Die Krankenkasse zahlt kein Sterbegeld mehr zur Deckung der Bestattungskosten. Als Grund gilt, dass ein Tod kein Versicherungsfall ist,der eine Leistung auslösen kann.
Nur wenn alle Zahlungspflichtigen mittellos sind, übernimmt auf Antrag das örtliche Sozialamt die notwendigsten Kosten der Bestattung.
Aufwendungen für ein Begräbnis sind im Sinne des Steuerrechts “außergewöhnliche Belastungen”, die die Hinterbliebenen in ihrer Steuererklärung geltend machen können, wenn die Bestattungskosten aus dem Nachlass nicht finanziert werden können und ein evtl.
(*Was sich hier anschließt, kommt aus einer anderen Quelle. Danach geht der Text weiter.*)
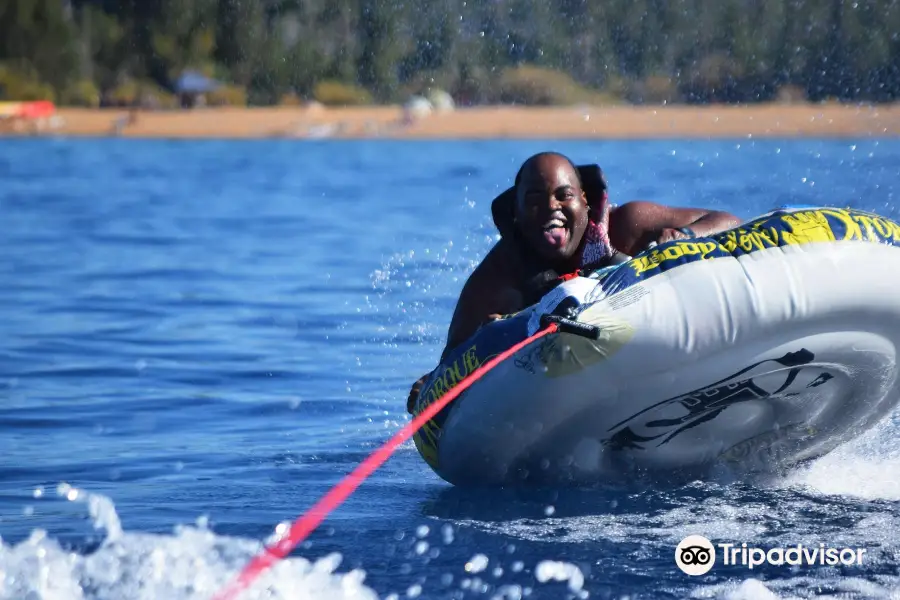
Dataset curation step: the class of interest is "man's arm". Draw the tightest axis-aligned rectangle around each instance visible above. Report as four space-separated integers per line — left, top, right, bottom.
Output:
406 242 523 414
441 246 523 360
609 202 741 254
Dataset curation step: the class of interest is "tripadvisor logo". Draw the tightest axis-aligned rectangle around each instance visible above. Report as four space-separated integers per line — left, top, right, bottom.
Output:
675 535 866 575
675 535 716 575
Sterbegeld nicht ausreicht.
Die Beiträge für eine Sterbegeldversicherung sind ausgesprochen niedrig und können damit selbst von solchen Personen aus dem laufenden Einkommen bezahlt werden, die nicht jederzeit eine die Bestattungskosten deckende Rücklage vorhalten oder sonst in irgendeiner rechtzeitig ansparen können.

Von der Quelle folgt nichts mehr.